A vector of values to be taken as references from factor_var. Can also be a logical: if TRUE, then the first value of factor_var will be removed. If ref is a character vector, partial matching is applied to values; use "@" as the first character to enable regular expression matching. See examples.

keep

A vector of values to be kept from factor_var (all others are dropped). By default they should be values from factor_var and if keep is a character vector partial matching is applied. Use "@" as the first character to enable regular expression matching instead.

bin

A list of values to be grouped, a vector, a formula, or the special values "bin::digit" or "cut::values". To create a new value from old values, use bin = list("new_value"=old_values) with old_values a vector of existing values.

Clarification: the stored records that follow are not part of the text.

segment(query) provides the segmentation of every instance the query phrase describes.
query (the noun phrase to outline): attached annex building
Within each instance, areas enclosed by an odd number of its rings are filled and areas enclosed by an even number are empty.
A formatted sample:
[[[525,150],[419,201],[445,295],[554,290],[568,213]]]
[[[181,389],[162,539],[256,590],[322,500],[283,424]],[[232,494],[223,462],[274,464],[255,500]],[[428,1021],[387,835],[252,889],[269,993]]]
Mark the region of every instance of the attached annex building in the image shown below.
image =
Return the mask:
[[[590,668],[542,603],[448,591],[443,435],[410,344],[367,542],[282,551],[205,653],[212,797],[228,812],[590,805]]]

It accepts regular expressions, but they must start with an "@", like in bin="@Aug|Dec". It accepts one-sided formulas which must contain the variable x, e.g. bin=list("<2" = ~x < 2). The names of the list are the new names. If the new name is missing, the first value matched becomes the new name. Feeding in a vector is like using a list without name and only a single element. If the vector is numeric, you can use the special value "bin::digit" to group every digit element. For example if x represents years, using bin="bin::2" creates bins of two years. With any data, using "!bin::digit" groups every digit consecutive values starting from the first value. Using "!!bin::digit" is the same but starting from the last value. With numeric vectors you can: a) use "cut::n" to cut the vector into n equal parts, b) use "cut::a]b[" to create the following bins: [min, a], ]a, b[, [b, max]. The latter syntax is a sequence of number/quartile (q0 to q4)/percentile (p0 to p100) followed by an open or closed square bracket. See details and examples. Dot square bracket expansion (see dsb) is enabled.

ref2

A vector of values to be dropped from var. By default they should be values from var and if ref2 is a character vector partial matching is applied. Use "@" as the first character to enable regular expression matching instead.

keep2

A vector of values to be kept from var (all others are dropped). By default they should be values from var and if keep2 is a character vector partial matching is applied. Use "@" as the first character to enable regular expression matching instead.

bin2

A list or vector defining the binning of the second variable. See help for the argument bin for details (or look at the help of the function bin).

...

Not currently used.

Value

It returns a matrix with number of rows the length of factor_var. If there is no interacted variable or it is interacted with a numeric variable, the number of columns is equal to the number of cases contained in factor_var minus the reference(s). If the interacted variable is a factor, the number of columns is the number of combined cases between factor_var and var.

Details

To interact fixed-effects, this function should not be used: instead use directly the syntax fe1^fe2 in the fixed-effects part of the formula. Please see the details and examples in the help page of feols.

See also

iplot to plot interactions or factors created with i(), feols for OLS estimation with multiple fixed-effects.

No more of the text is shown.